Exclusif : « Mon fils et moi avons été torturés », le témoignage choc de Sylvia Bongo

Sortie du silence pour la première fois depuis son exil, l’ex-Première dame du Gabon, Sylvia Bongo, livre un récit glaçant sur sa détention après le coup d’État d’août 2023. Entre accusations de sévices corporels et déni de toute influence politique, elle lève le voile sur les coulisses de la chute de la dynastie Bongo.

Une arrestation sous haute tension

Le 30 août 2023, alors que les résultats officiels proclament la réélection d’Ali Bongo, le général Brice Oligui Nguema prend le pouvoir. Sylvia Bongo raconte l’irruption d’hommes cagoulés et armés dès 3 heures du matin. « On nous a cagoulés, on nous a fait nous taire et nous sommes allés au palais présidentiel », explique-t-elle. Dès cet instant, elle dit avoir compris qu’un scénario se préparait contre elle et son fils, Nouredine.

L’horreur des sous-sols de la Présidence

Le point le plus sombre de son témoignage concerne ses conditions de détention. Sylvia Bongo affirme avoir été conduite dans les sous-sols du palais, dans une pièce où était inscrit : « La mort est un réflexe ».
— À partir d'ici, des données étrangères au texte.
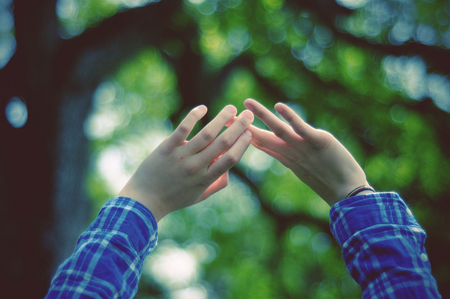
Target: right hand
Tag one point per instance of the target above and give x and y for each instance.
(315, 156)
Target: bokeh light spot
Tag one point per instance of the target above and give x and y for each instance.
(16, 112)
(320, 242)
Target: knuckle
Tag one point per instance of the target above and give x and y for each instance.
(183, 128)
(231, 160)
(243, 122)
(260, 142)
(207, 135)
(279, 133)
(226, 142)
(191, 169)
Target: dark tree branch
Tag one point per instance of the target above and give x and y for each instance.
(105, 47)
(283, 221)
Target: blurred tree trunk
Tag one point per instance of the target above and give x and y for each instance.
(43, 207)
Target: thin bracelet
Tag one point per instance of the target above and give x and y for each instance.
(359, 190)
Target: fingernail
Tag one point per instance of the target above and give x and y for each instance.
(201, 108)
(279, 108)
(248, 114)
(249, 106)
(231, 108)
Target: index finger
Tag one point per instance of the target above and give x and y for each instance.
(187, 124)
(276, 125)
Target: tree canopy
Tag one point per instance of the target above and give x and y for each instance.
(90, 87)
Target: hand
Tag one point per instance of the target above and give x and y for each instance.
(315, 156)
(180, 173)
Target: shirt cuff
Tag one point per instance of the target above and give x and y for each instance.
(123, 215)
(353, 214)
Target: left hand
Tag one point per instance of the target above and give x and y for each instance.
(180, 173)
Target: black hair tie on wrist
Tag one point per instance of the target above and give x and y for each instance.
(358, 190)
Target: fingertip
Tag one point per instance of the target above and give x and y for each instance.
(248, 114)
(279, 107)
(202, 109)
(231, 109)
(249, 105)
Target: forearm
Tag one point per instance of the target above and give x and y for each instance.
(108, 258)
(383, 246)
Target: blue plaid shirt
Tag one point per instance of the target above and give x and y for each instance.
(382, 245)
(107, 261)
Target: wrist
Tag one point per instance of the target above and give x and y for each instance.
(154, 207)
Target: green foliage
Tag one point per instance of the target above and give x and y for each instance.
(266, 235)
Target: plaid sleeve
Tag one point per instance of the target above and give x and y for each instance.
(108, 257)
(383, 246)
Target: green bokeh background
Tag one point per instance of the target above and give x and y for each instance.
(367, 71)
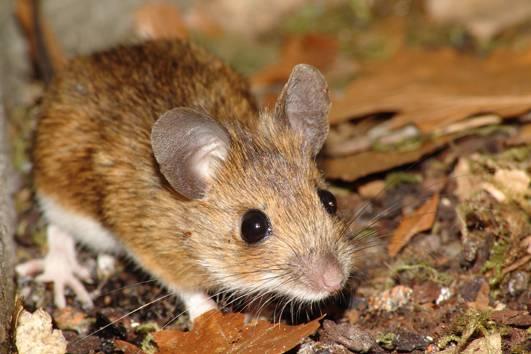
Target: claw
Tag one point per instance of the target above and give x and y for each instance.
(60, 266)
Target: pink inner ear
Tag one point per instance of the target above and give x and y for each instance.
(304, 104)
(208, 157)
(187, 145)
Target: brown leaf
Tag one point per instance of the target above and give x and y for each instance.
(315, 49)
(160, 20)
(523, 136)
(126, 347)
(365, 163)
(512, 317)
(215, 332)
(434, 89)
(420, 220)
(481, 302)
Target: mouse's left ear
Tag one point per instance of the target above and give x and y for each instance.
(304, 103)
(188, 146)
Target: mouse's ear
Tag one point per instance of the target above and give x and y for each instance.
(304, 104)
(188, 146)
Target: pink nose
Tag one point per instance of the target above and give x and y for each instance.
(325, 274)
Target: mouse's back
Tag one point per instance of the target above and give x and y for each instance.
(99, 112)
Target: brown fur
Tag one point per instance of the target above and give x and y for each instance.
(93, 156)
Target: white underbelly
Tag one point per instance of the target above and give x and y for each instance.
(84, 229)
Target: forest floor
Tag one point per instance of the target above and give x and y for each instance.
(437, 179)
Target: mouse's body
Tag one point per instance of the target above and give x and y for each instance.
(157, 151)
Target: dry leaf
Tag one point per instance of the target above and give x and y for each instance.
(512, 318)
(315, 49)
(34, 334)
(420, 220)
(372, 189)
(392, 299)
(523, 136)
(490, 344)
(365, 163)
(433, 89)
(160, 20)
(215, 332)
(481, 302)
(516, 182)
(127, 348)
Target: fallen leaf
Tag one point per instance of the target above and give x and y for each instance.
(365, 163)
(434, 89)
(34, 334)
(472, 123)
(481, 301)
(512, 318)
(372, 189)
(490, 344)
(160, 20)
(392, 299)
(127, 348)
(215, 332)
(352, 337)
(420, 220)
(516, 264)
(514, 181)
(523, 136)
(70, 318)
(315, 49)
(467, 183)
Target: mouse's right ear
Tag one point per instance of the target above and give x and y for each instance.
(188, 146)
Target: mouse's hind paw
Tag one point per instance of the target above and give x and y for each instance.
(60, 266)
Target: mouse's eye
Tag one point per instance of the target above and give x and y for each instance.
(328, 200)
(255, 226)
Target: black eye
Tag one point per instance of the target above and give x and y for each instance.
(255, 226)
(328, 200)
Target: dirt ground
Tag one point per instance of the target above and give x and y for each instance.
(455, 278)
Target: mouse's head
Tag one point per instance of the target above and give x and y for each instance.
(264, 221)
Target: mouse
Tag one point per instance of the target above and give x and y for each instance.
(158, 152)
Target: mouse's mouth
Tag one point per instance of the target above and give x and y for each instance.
(314, 278)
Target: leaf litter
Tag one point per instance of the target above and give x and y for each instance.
(455, 119)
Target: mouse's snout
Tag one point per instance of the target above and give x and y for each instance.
(324, 274)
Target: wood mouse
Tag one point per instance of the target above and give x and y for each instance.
(158, 152)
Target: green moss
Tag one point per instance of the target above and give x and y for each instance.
(465, 326)
(496, 261)
(409, 144)
(395, 179)
(148, 344)
(386, 340)
(243, 54)
(318, 17)
(147, 327)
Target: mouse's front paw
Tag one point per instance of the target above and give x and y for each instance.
(60, 266)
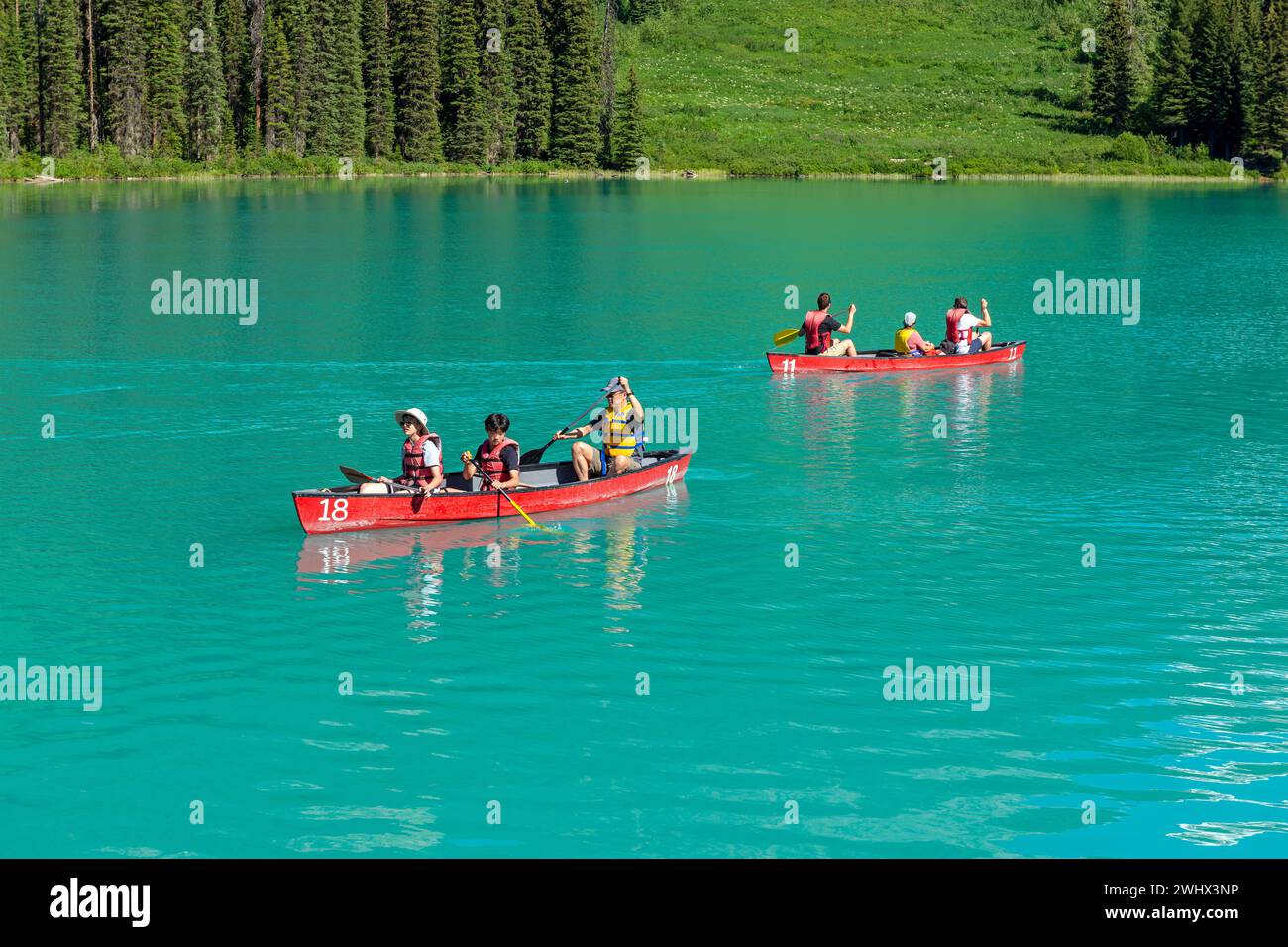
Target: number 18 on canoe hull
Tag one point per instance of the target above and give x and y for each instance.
(553, 487)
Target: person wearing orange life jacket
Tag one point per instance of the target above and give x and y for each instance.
(909, 342)
(619, 424)
(498, 457)
(423, 457)
(818, 328)
(962, 338)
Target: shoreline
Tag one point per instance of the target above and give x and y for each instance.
(704, 174)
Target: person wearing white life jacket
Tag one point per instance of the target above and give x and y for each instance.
(962, 337)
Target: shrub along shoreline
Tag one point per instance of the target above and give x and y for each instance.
(1128, 158)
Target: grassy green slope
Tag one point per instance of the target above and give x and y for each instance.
(877, 86)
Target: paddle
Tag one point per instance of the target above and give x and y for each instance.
(533, 457)
(497, 487)
(359, 476)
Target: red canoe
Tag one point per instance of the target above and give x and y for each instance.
(555, 487)
(887, 360)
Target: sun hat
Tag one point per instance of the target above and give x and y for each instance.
(415, 414)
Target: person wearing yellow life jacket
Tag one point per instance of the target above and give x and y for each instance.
(619, 424)
(962, 337)
(423, 457)
(909, 342)
(498, 457)
(818, 328)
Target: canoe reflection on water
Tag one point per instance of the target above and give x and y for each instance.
(336, 558)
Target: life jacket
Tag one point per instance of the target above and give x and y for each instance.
(619, 432)
(816, 339)
(958, 335)
(413, 458)
(489, 459)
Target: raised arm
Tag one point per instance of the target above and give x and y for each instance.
(849, 321)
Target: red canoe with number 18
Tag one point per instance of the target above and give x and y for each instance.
(554, 487)
(887, 360)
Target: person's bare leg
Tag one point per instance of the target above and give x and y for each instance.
(581, 460)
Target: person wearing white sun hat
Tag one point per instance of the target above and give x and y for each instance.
(909, 342)
(423, 457)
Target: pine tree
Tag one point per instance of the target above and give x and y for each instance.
(1219, 47)
(257, 40)
(575, 105)
(279, 91)
(205, 86)
(608, 84)
(496, 78)
(377, 78)
(62, 94)
(416, 80)
(125, 75)
(464, 114)
(343, 82)
(531, 56)
(297, 24)
(89, 30)
(14, 84)
(1173, 82)
(235, 53)
(1270, 124)
(166, 47)
(1115, 71)
(629, 131)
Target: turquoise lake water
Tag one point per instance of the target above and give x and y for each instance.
(1113, 685)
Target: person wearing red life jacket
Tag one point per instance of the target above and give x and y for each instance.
(498, 457)
(818, 328)
(423, 457)
(964, 337)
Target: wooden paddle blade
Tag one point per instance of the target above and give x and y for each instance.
(355, 475)
(533, 457)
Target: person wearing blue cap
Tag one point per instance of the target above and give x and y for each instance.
(619, 424)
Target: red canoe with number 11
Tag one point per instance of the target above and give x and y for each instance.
(554, 487)
(887, 360)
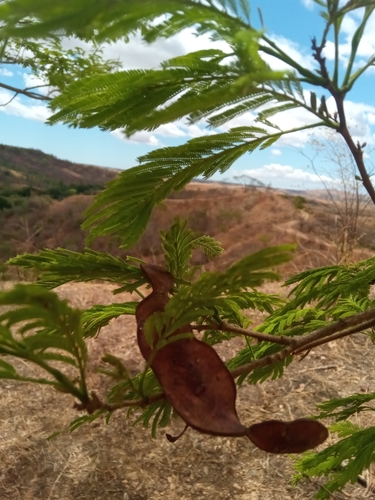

Elle décrit des scènes de torture psychologique et physique visant à lui extorquer des signatures et des accès bancaires :

Elle affirme avoir été forcée de regarder son fils Nouredine se faire battre à coups de barre de fer et étrangler devant elle. « Ils l’ont tapé, ils l’ont étranglé… j’ai vu, c’était mon bébé qui était là », confie-t-elle avec émotion. Les autorités lui auraient signifié que son fils ne survivrait pas une semaine si elle ne fournissait pas ses relevés d’identité bancaire (RIB).

Elle mentionne avoir été elle-même attachée et aspergée d’eau froide pour la contraindre à signer des documents dont elle ignore aujourd’hui le contenu exact.

« Je ne comprends rien à la politique gabonaise »

Face aux accusations du nouveau régime qui la dépeint comme la véritable régente du Gabon après l’AVC de son mari en 2018, Sylvia Bongo se défend fermement. Elle rejette l’image de la « Raspoutine » du palais : « En 14 ans, j’ai dû aller trois fois au bureau de mon mari. Je ne comprends rien à la politique ».

Concernant les détournements de fonds publics s’élevant à des milliards de francs CFA, elle met au défi le pouvoir actuel de fournir des preuves tangibles devant les juridictions internationales, où elle a d’ores et déjà porté plainte.

Un exil sans retour

Libérée en mai 2025 grâce à la médiation du président angolais João Lourenço, Sylvia Bongo vit désormais en exil (vraisemblablement entre Londres et l’Angola). Sa conclusion est sans appel : elle ne remettra plus jamais les pieds au Gabon. « J’ai eu trop mal. Je retournerai plus au Gabon. » Si elle dit s’en remettre à la justice divine pour le général Oligui Nguema, elle demande que justice soit faite pour les violences subies par son fils.